Daraus, prognostiziert der ECS-Vertriebschef, werde für IBM im zweiten Halbjahr ein "dramatisches Problem" entstehen, weil nicht noch mehr Lagerkapazitäten bei den Dealern vorhanden seien, um die IBM-Absatzzahlen künstlich aufzublähen. Dem volumenmäßig fahrenden PC-Hersteller spricht Hüniken den Willen und die Fähigkeit ab, technologisch anspruchsvolle Produkte genau dann verfügbar zu haben, wenn der Markt sie verlange.

Mängel in Big Blues PC-Marketing diagnostiziert auch Gilles Tugendhat, Generaldirektor der ECS International in Paris. Beispiel: der Low-end-PC PS/1. Es sei kein wirklicher Bedarf für das Produkt erkennbar; das Angebot sei ein "Packaging-trick". Wegen mangelnder Umsatzerwartung verzichten die ECS-Vertriebsdivisionen darauf, den PS/1 zu vermerkten.

Die Umsatz- und Stückzahlschere bei PCs zwischen IBM und Verfolger Compaq klappt immer weiter zu: Für das ECS-Geschäft, im Gesamtjahr 1989 noch zu 87 Prozent blau, während Compaq-Mikros acht Prozent ausmachten, bedeutet das: IBM wird voraussichtlich im dritten und vierten Quartal 1990 auf 60 Prozent absacken; dreißig Prozent der von ECS im gleichen Zeitraum weltweit vertriebenen PCs werden das Compaq-Label tragen.

ECS setzt auf ein "Hersteller-Mix" sowie auf Leasingangebote und Geräterücknahmen, um auf dem PC-Markt zu bestehen, stellt Ulrich Dickamp, Geschäftsführer der ECS International Deutschland GmbH, zu der Hünikens PC-Vertrieb gehört, fest.
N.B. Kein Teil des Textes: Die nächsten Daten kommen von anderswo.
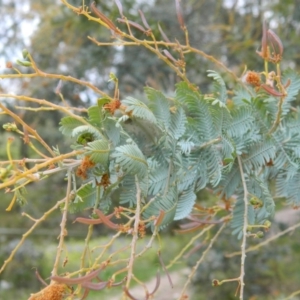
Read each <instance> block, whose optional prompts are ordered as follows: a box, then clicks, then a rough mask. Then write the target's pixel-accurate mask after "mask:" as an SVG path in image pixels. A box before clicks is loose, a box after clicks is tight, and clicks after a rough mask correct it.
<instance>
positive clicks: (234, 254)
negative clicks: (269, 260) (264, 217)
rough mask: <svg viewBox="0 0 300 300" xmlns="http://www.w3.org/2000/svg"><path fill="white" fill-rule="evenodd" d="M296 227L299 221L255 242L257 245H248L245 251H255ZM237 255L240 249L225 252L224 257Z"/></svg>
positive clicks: (299, 226)
mask: <svg viewBox="0 0 300 300" xmlns="http://www.w3.org/2000/svg"><path fill="white" fill-rule="evenodd" d="M298 227H300V222H299V223H297V224H295V225H293V226H291V227H289V228H287V229H286V230H283V231H281V232H279V233H277V234H275V235H273V236H271V237H270V238H268V239H267V240H265V241H263V242H261V243H259V244H257V245H254V246H251V247H249V248H248V249H246V251H245V253H248V252H252V251H255V250H258V249H259V248H261V247H264V246H266V245H268V244H269V243H271V242H273V241H274V240H276V239H278V238H279V237H281V236H283V235H285V234H287V233H289V232H291V231H294V230H296V229H297V228H298ZM237 255H241V251H237V252H233V253H228V254H226V255H225V256H226V257H234V256H237Z"/></svg>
Neben IBM und Compaq bietet die deutsche Vertriebsorganisation noch Laptops von Toshiba; die französische Gesellschaft vertreibt als "nationale Arabeske", so Dickamp, auch Bull-PCs.

Das PC-Leasing betreibt ECS seit einem Jahr; zunehmend will man sich auch auf die Rücknahme, Überholung und Wiedervermarktung von Gebrauchtgeräten verlegen. Im MDT- und Mainframe-Bereich handelt ECS schon seit längerem mit generalrenovierten Gebrauchtsystemen und Peripheriegeräten.

ECS gehört zu 85 Prozent der französischen Bank Société Generale S.A., bei der sich die Gesellschaft im Leasingbereich auch refinanziert. Günstige Konditionen von der Mutterbank erlauben dem Anbieter ein vergleichsweise aggressives Marktverhalten. So basieren weltweit alle ECS-Kontrakte auf dem Prinzip des Operational Leasing, bei dem der Leasinggeber einen Restwert und das Risiko der Wiedervermarktung übernimmt. Nach einer Reihe von Crashes auf dem Leasingmarkt sprechen sich dagegen die meisten der verbliebenen Unternehmen für das Finanz-Leasing aus, welches den Leasingnehmer während der Vertragslaufzeit mit den vollständigen Amortisationskosten der genutzten Systeme belastet.

Wie Tugendhat eingestellt, resultiert für seine Gesellschaft daraus ein Imageproblem: "Wenn ECS nicht größtenteils der Société Generale gehören würde, sondern sich mehr Anteile im Publikumsbesitz befänden, wäre das Operational Leasing nicht so einfach durchzuhalten", gesteht der Generaldirektor. Er betonte jedoch, daß ECS durch ein eigenes Broker-Netz und eigene Vermarktungsagenturen eine Kundennähe besitze, die es erlaube, Restwerte vergleichsweise zuverlässig zu kalkulieren.